Welcome to the world of live video

mark stevens

Roger Downey, Communications Manager, GlobalMed

In increasing numbers, healthcare providers are becoming involved in clinical telemedicine programs without understanding how patients on the remote end are viewing them.

If you’ve Skyped or used Facetime to videoconference with a relative, it’s easy to convince yourself you know all there is to know about it.  You are probably familiar with the studies that have shown patients don’t always retain the important medical information you provide them. Part of this is due to distractions. (Squirrel!) My reason for writing this article is to suggest some subtle improvements on your end that would minimize distractions and allow patients to focus on what you are saying to them during telemedicine visits.

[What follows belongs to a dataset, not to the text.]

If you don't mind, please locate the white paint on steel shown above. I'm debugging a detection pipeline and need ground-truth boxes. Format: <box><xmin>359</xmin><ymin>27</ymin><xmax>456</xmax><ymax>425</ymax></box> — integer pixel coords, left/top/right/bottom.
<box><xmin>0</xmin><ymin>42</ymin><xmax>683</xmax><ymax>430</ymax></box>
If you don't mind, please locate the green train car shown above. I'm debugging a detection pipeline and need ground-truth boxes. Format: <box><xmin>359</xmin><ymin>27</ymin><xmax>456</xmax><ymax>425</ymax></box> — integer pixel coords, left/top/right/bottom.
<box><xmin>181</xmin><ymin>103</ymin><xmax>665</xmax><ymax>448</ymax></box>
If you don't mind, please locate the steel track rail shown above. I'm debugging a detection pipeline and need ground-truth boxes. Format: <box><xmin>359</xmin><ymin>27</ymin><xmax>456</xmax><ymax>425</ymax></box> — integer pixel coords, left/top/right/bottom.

Let’s begin with the Web camera, the one in your laptop.  As I look at my laptop camera at the top of the monitor here on my desk, it is about eight inches below my eye level.  During a videoconference, the person on the other end would be “looking up” at me, and the background he or she sees will include the neon light fixtures in the office ceiling.  The angle is not only distracting, but it’s also downright unflattering.  You need to bring the top edge of your laptop to your eye level.  Fifteen years ago, I would have suggested using a couple of telephone directories, but who has those anymore!  Find some coffee table books and place them under the computer.  If you have a “dock,” you will either have to raise it as well or disconnect the laptop, at least during the visit.  If you are still using a standalone Web cam, make sure that it is right next to the monitor, or better yet, just above it.  Otherwise, patients may wonder if you’re really speaking to them because you seem to be looking away.